On Tue, Apr 28, 2009 at 11:10:51PM -0400, drew Roberts wrote:
On Tuesday 28 April 2009 21:33:09 Paul Davis wrote:
General point: there will be no linux support for
USB2 audio devices
that looks anything like what currently exists for USB1. There is no
"class compliant device specification" for USB2 audio at present (and
my guess is that there will never be one).
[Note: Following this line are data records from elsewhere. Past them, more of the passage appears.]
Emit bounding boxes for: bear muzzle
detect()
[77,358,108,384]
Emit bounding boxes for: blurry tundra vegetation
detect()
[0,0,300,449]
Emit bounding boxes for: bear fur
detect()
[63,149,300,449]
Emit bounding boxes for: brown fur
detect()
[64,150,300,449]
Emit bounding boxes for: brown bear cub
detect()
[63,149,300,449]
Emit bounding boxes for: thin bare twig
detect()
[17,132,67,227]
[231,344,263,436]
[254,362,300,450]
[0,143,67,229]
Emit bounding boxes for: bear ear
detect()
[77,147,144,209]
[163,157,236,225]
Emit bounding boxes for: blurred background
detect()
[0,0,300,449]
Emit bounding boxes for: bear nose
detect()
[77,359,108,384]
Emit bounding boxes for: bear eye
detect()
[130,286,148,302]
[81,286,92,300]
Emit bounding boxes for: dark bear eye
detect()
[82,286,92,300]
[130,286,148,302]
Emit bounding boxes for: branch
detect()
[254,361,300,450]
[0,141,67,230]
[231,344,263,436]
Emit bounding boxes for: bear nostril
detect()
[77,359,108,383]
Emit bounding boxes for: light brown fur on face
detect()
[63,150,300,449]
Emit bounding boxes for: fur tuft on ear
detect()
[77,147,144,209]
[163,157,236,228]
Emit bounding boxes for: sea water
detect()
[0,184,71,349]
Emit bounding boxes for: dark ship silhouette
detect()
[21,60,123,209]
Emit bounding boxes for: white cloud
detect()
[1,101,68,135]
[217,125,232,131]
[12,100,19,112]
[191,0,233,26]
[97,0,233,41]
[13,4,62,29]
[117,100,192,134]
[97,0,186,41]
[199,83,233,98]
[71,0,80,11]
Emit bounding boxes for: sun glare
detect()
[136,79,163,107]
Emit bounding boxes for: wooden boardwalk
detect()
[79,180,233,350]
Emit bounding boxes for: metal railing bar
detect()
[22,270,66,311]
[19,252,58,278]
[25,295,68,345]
That's how it looks to play out to me too. Brain dead. There is a lot of brain
dead plays from "world class" companies. It boggles the mind. A mom and pop
making some of the mistakes I see is one thing, world leading enterprises
making them is another thing entirely.
No no. From their standpoint, this is not a fail, it is a big WIN! Interoperability and
standardization is bad! It reduces profits, allows customers to have choice, makes reverse
engineering so much easier, and makes it easier for competitors to make better products
cheaper. These are all terrible, awful things to proprietary product salespeople and MBA
types-- who don't understand that they're not selling any kind of magical
patentable phamaceutical, but rather a straightforward electronic product that any
competent development team could design just as well, if not better. And that many others
will do the same thing, and crowd the market with incompatible crap, possibly enough so to
prevent the whole market from going anywhere at all.
This means that just as
with PCI devices, each and every device (or certainly each and every
chipset) needs its own distinct driver, written one by one by one.
Yet another incredible SNAFU from the audio technology industry - the
folks who bought you MIDI and then lost the plot, started squabbling
amongst themselves, and then the show was cancelled.